2014-08-06 13:54:00

Italia in recessione tecnica. Zamagni: dare priorità all'agenda economica


L’Italia è in recessione tecnica. Secondo dati Istat, il Pil nel secondo trimestre di quest’anno è ancora negativo, scendendo dello 0,2% rispetto a quello precedente. Il Ministro dell'Economia, Pier Carlo Padoan, ha comunque precisato che non ci saranno manovre aggiuntive per il 2014. E il bonus di 80 euro – ha aggiunto - sarà confermato anche nel 2015. Ma cosa si intende per recessione tecnica? Luca Collodi lo ha chiesto al prof. Stefano Zamagni, professore di economia politica all'Università di Bologna:

R. – Quando per due trimestri consecutivi il dato del Pil ha segno negativo, anche se molto modesto, tecnicamente si dice che siamo in recessione. E’ una convenzione statistica presa a livello internazionale. Questo dato è preoccupante, ma non giunge inatteso. In questo secondo trimestre dell’anno è stata data la precedenza, e starei per dire l’esclusiva precedenza, alla riforma delle istituzioni politiche e non a quella delle istituzioni economiche. Questo dato negativo è la conseguenza di una scelta di questo tipo. Qualcuno potrebbe chiedersi: come mai? La mia spiegazione è che mentre per riformare le istituzioni politiche basta trovare l’accordo, appunto politico, con chi siede nei parlamenti o comunque nelle segreterie dei partiti rilevanti, per modificare le istituzioni economiche occorre invece andare contro i blocchi di potere economico, contro l’alta burocrazia, contro i detentori di gruppi di potere e così via. La conseguenza, allora, è che riformare le istituzioni economiche è molto, ma molto più difficile che non riformare le istituzioni politiche. La riforma del Senato è importantissima; il superamento del bicameralismo perfetto è importantissimo. Ma questo, però, non viene registrato dai dati del Pil. Avranno sì un effetto anche sull’economia, ma nel medio e lungo termine. Di fronte ad emergenze come quelle attuali, bisogna – questo è il mio parere – invertire l’ordine dell’agenda.

D. – Si dice che servono le riforme per far ripartire l'Italia. Il PIL sembra però smentire questo percorso. Il dato va letto anche in chiave politica?

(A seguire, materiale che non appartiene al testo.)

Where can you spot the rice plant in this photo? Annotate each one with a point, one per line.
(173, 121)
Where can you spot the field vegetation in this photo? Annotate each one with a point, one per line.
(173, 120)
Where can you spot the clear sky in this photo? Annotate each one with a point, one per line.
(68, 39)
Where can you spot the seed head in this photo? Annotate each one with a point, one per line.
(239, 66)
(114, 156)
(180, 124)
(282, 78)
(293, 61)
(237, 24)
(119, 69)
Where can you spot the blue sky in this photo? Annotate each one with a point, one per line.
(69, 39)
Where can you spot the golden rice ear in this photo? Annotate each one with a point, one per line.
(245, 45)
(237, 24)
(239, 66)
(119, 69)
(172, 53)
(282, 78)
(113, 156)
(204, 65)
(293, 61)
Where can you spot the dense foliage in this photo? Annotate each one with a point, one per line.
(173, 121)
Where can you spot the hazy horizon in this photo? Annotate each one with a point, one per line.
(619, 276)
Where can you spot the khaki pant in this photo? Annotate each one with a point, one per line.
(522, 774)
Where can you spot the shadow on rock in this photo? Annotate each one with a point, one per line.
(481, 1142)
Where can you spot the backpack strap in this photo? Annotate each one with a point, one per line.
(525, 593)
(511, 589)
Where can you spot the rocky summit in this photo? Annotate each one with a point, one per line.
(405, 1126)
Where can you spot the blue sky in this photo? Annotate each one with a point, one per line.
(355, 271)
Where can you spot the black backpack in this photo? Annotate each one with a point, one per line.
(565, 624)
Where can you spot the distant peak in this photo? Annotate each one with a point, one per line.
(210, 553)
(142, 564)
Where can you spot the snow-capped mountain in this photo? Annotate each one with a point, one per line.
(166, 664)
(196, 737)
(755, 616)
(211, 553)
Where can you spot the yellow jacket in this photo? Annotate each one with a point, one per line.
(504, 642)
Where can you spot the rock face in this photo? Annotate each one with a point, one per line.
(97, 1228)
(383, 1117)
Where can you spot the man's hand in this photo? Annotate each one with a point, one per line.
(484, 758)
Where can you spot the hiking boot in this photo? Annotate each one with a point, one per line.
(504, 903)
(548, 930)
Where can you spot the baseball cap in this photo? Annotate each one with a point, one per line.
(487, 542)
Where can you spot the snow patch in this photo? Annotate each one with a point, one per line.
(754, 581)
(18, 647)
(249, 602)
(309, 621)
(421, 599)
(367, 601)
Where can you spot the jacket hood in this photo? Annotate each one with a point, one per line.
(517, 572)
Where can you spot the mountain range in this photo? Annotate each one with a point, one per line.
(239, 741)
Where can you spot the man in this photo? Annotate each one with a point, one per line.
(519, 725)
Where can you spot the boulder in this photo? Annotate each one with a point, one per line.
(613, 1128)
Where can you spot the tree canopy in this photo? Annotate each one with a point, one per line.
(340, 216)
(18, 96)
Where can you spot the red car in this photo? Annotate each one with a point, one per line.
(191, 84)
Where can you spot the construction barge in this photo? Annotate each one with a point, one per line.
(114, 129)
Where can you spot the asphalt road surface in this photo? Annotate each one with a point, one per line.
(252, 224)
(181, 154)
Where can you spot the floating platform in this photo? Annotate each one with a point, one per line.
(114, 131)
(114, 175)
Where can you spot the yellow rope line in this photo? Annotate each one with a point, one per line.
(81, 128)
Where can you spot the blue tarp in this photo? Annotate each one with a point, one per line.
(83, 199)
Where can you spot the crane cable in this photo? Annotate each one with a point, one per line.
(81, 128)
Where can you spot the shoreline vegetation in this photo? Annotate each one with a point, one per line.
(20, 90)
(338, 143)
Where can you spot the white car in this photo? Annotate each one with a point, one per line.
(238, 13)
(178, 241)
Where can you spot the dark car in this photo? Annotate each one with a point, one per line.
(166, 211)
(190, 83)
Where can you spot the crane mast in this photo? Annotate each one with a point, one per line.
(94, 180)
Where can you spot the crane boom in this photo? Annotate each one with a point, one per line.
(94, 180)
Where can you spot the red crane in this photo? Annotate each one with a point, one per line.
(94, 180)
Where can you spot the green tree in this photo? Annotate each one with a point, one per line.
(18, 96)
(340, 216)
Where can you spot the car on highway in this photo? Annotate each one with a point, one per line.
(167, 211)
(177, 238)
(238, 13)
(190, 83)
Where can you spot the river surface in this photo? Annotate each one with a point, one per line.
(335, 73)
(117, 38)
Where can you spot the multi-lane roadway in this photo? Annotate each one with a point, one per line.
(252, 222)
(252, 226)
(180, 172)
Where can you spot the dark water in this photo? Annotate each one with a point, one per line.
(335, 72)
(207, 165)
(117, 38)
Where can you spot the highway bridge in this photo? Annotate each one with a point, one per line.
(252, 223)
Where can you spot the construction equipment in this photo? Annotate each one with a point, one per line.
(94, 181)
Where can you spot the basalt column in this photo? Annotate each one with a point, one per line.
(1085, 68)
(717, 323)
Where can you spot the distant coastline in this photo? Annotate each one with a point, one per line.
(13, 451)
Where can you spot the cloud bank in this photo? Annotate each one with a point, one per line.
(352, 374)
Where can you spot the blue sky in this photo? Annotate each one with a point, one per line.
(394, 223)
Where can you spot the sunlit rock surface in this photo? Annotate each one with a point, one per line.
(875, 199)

R. – E’ possibile cambiare le regole degli assetti economici, come ad esempio il sistema bancario, il mercato del lavoro, il codice di commercio, e così via. Queste sono le riforme che fanno riportare in alto l’indice del Pil.

D. – Che effetto avrà la recessione sulla vita degli italiani?

R. – Sulla vita quotidiana ben poco. Ha però un impatto simbolico, da un lato, e soprattutto sul fronte europeo. Perderemo, infatti, un po’ di credibilità. La diminuzione dello 0,2% è dovuta esattamente al fatto che la domanda interna non è stata stimolata sufficientemente come si pensava e, soprattutto, che anche le esportazioni ne hanno risentito, ovviamente non in tutti i comparti. Perché? Perché evidentemente il calo della produttività si sta facendo sentire.

D. – Il dato negativo del Pil italiano avrà ripercussioni sull’attività di governo?

R. – Io, ovviamente, spero di no. Potrebbe, però, rappresentare quella tiratina d’orecchio del tipo: “cambia l’ordine dell’agenda”, “dai più priorità agli aspetti dell’economia reale”, quindi delle istituzioni economiche, e semmai “rallenta su quell’altro fronte”. Sembra che questo si stia capendo, perché si sta parlando di rinviare a settembre la nuova legge elettorale. Ma la legge elettorale non serve adesso: si andrà a votare tra tre anni e mezzo, perché perdiamo tempo per cambiare la legge elettorale, quando non serve? Ora serve riempire di beni di varia natura le nostre famiglie, soprattutto quelle numerose. Bisogna far capire che il criterio dell’urgenza ha caratteristiche diverse da quelle dell’importanza o della rilevanza.